See more of the story

A minute typo caused a large misrepresentation in part of U.S. Bancorp's annual report, making it look like the bank's loans had increased in value when they had actually declined.

It appeared to be a transposing error within a footnote, as the balance sheet for the year-end financials — released in mid-March — showed the correct number of $381.3 billion for the carrying value (total loans less allowance for loan losses). But a separate table estimating the bank's fair values of various financial assets and liabilities instead reported that as $318.3 billion.

So that then made the fair market value of the bank's loans at the end of last year $368.9 billion, meaning the loans were worth $50.6 billion more than when they originated. But with the correct carrying value, the loans were actually worth $12.4 billion less.

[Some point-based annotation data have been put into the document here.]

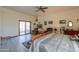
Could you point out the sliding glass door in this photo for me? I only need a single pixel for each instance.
(27, 27)
(24, 27)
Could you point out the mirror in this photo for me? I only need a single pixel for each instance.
(70, 23)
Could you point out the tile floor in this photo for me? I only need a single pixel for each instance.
(14, 44)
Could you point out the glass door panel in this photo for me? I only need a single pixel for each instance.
(27, 27)
(22, 27)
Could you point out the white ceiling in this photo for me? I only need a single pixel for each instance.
(31, 9)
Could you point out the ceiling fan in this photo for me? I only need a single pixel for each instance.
(41, 8)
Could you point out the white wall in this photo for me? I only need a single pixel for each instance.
(10, 21)
(70, 15)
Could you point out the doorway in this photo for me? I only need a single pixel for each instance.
(24, 27)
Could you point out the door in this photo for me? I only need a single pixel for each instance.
(28, 28)
(24, 27)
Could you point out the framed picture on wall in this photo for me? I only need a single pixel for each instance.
(50, 22)
(45, 22)
(62, 21)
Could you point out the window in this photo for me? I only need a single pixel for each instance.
(70, 24)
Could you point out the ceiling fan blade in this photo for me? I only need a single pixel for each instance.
(42, 10)
(37, 10)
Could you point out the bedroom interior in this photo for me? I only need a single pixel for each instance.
(39, 29)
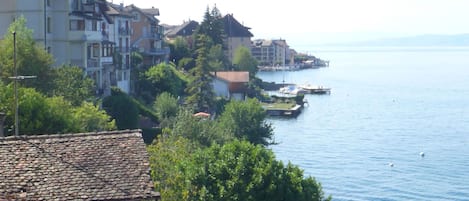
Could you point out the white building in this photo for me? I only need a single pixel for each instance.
(84, 33)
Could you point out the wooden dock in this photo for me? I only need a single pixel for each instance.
(312, 89)
(293, 112)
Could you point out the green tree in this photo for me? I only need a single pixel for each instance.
(166, 107)
(200, 90)
(122, 108)
(30, 58)
(39, 114)
(89, 117)
(212, 26)
(240, 170)
(70, 82)
(169, 159)
(179, 50)
(165, 78)
(244, 61)
(217, 59)
(198, 130)
(246, 120)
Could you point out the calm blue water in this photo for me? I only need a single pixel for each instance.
(385, 107)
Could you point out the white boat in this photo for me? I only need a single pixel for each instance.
(292, 90)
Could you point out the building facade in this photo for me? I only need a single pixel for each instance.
(95, 35)
(236, 35)
(272, 52)
(148, 35)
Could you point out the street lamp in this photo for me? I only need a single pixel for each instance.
(16, 78)
(2, 119)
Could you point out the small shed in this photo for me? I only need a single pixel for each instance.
(87, 166)
(231, 84)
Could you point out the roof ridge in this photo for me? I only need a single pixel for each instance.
(68, 135)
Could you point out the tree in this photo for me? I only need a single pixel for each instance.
(89, 117)
(165, 78)
(166, 107)
(30, 58)
(244, 61)
(39, 114)
(212, 26)
(122, 108)
(217, 58)
(243, 171)
(70, 82)
(198, 130)
(200, 90)
(179, 50)
(169, 158)
(246, 120)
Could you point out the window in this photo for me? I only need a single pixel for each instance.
(95, 50)
(136, 16)
(94, 25)
(77, 25)
(49, 24)
(127, 61)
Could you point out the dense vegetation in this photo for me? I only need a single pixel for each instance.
(221, 157)
(57, 101)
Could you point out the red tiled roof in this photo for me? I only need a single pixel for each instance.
(87, 166)
(233, 76)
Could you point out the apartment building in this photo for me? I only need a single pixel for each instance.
(120, 33)
(236, 35)
(95, 35)
(148, 34)
(271, 52)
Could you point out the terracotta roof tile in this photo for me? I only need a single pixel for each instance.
(88, 166)
(233, 76)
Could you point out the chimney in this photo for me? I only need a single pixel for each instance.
(2, 119)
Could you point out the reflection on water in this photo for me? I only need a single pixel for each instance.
(385, 107)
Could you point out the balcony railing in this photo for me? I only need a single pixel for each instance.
(106, 60)
(125, 31)
(88, 8)
(123, 50)
(93, 63)
(158, 51)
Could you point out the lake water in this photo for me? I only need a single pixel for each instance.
(386, 106)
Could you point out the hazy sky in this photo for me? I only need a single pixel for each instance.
(326, 21)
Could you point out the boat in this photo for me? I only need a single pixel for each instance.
(292, 90)
(315, 89)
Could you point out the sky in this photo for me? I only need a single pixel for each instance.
(312, 22)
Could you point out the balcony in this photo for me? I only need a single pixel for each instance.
(92, 63)
(88, 8)
(106, 60)
(123, 50)
(125, 31)
(84, 35)
(157, 51)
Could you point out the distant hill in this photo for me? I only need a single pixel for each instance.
(418, 41)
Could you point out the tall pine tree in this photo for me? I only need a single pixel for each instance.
(200, 90)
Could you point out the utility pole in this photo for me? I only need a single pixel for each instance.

"We had a typo in a footnote in our [annual report]. The typo did not flow through to any other number or create any errors in either the footnote or in any other part of the document. The information was correct on the balance sheet," said Jeff Shelman, a spokesman for U.S. Bank.

The typo drew notice — including from the Wall Street Journal, which first reported it Wednesday — amid ongoing uncertainty in the banking industry after the mid-March collapses of California's Silicon Valley Bank and New York's Signature Bank. Analysts look for differences between fair values and balance-sheet values of a bank's assets to gauge its financial health. In this case, U.S. Bancorp overstated its assets, making it seem stronger than it was.

Earlier this month, U.S. Bank provided $1 billion in uninsured deposits as part of a $30 billion rescue package 11 of the nation's biggest banks put together to save First Republic Bank soon after the two other failures. Minneapolis-based U.S. Bancorp — the fifth-largest bank in the country — is U.S. Bank's parent company.